The U.S. House of Representatives passed an energy bill to establish new efficiency standards for appliances, lighting and buildings. Lawmakers, however, put off until this fall a decision on how high to boost Corporate Average Fuel Economy (CAFE) standards for automobiles.
SEMA has actively urged members of the House to support legislation (HR 2927) backed by the auto industry calling for a tough, but attainable, hike in CAFE standards, around 32-35 miles per gallon by mid-year 2022 for both cars and light trucks. CAFE numbers for cars and trucks would be measured according to vehicle size and weight. Over 160 members of Congress have signed on as co-sponsors of the bill, a number which continues to grow.
In June, the Senate approved its version of an energy bill that includes a combined CAFE hike of 35 mpg by 2020, a 40 percent increase from today's standards. SEMA and the automakers view this as unrealistic. SEMA supports a responsible CAFE policy that saves fuel but also preserves jobs, safety and the consumer's ability to purchase the most appropriate vehicles based upon performance, size, and utility characteristics. A House/Senate conference committee will be convened in September to negotiate a single energy bill, including the CAFE provision.
On a related topic, Rep. John Dingell (D-MI) intends to begin drafting a separate bill this fall to reduce emissions of greenhouse gases such as carbon dioxide (CO2). Chairman Dingell has urged lawmakers to focus attention on reducing CO2 emissions rather than mandating arbitrary CAFE hikes since the two issues are directly linked. If CO2 tailpipe emissions decrease, CAFE should increase. He contends, however, that government mandates will not succeed unless market forces are used to change consumer behavior, namely imposing a carbon tax to curb greenhouse gas emissions and make alternatives economically viable. (Income and employment taxes could be reduced accordingly).
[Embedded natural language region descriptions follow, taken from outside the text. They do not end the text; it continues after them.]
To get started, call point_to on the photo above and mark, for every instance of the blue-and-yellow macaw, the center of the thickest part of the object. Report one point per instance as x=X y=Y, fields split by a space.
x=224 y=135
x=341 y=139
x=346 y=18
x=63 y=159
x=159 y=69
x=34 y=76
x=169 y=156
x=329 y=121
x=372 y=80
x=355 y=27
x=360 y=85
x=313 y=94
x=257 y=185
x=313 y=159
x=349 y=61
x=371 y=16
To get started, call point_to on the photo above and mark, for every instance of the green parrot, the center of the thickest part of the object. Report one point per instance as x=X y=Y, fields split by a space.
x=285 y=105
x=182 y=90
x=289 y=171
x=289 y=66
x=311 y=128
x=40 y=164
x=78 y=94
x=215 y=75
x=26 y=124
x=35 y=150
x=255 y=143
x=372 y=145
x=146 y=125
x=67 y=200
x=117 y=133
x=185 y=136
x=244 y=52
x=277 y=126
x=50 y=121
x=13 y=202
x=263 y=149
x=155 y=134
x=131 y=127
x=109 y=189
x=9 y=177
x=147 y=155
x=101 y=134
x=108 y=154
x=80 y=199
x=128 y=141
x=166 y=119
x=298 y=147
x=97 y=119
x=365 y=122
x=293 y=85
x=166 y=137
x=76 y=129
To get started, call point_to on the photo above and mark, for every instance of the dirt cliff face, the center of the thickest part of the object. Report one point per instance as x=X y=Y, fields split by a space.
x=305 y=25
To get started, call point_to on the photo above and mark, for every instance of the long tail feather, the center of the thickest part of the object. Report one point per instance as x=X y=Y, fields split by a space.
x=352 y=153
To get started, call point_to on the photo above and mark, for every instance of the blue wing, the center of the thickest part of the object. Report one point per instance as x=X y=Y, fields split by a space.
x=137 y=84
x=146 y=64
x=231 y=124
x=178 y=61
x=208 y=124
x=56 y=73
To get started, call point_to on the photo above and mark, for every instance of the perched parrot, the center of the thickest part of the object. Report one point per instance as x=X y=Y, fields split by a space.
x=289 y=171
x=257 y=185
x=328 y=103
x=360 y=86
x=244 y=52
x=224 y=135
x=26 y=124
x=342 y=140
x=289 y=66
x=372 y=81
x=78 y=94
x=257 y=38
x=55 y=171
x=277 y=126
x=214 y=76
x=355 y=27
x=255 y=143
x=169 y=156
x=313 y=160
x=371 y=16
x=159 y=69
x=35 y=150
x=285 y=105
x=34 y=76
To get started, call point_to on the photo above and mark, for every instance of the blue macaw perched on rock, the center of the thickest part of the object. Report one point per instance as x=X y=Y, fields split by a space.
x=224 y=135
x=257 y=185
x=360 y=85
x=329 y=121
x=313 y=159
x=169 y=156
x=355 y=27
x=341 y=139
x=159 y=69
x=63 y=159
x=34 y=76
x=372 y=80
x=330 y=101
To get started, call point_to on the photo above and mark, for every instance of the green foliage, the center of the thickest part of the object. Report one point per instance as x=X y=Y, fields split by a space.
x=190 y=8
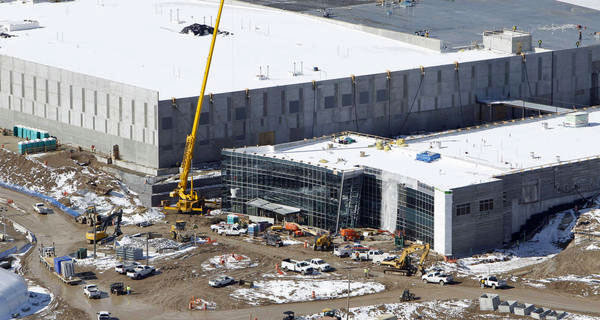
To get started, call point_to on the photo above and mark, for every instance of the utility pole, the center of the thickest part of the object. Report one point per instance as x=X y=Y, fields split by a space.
x=348 y=298
x=147 y=251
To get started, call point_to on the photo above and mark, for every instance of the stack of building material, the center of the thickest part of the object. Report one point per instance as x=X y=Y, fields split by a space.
x=129 y=253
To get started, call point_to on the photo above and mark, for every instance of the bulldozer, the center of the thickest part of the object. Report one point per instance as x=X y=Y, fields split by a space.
x=178 y=232
x=323 y=243
x=89 y=217
x=100 y=231
x=403 y=264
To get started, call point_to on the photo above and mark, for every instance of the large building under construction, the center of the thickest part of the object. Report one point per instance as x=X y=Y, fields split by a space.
x=131 y=84
x=462 y=191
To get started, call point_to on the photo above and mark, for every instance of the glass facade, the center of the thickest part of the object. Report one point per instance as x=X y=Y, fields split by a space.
x=415 y=212
x=317 y=191
x=320 y=193
x=370 y=199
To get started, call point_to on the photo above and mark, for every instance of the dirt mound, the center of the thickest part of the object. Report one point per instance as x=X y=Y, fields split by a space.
x=575 y=259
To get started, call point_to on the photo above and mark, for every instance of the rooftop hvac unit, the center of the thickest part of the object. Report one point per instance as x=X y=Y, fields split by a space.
x=428 y=156
x=576 y=119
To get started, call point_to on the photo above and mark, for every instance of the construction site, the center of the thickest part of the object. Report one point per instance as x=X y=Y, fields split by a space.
x=268 y=159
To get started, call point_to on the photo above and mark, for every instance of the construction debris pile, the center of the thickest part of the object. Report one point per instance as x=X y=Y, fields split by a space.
x=158 y=244
x=198 y=29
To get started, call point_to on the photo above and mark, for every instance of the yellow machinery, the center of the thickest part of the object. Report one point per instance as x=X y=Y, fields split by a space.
x=323 y=243
x=403 y=264
x=100 y=233
x=190 y=202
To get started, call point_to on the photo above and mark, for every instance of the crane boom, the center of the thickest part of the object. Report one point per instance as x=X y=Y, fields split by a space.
x=187 y=202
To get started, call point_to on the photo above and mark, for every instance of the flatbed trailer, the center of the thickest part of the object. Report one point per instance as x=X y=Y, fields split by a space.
x=48 y=262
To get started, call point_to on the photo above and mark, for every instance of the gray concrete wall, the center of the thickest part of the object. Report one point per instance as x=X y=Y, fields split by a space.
x=403 y=103
x=478 y=230
x=80 y=109
x=535 y=191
Chairman Dingell's remarks come at a time with the U.S. Environmental Protection Agency is considering whether to regulate CO2 emissions from automobiles and whether to allow California to implement CO2 regulations set to begin in 2009. The EPA is currently studying what impact greenhouse gas reductions would have on other pollutants such as nitrogen oxides (NOx), sulfur oxides (SOx) and particulate matter (PM).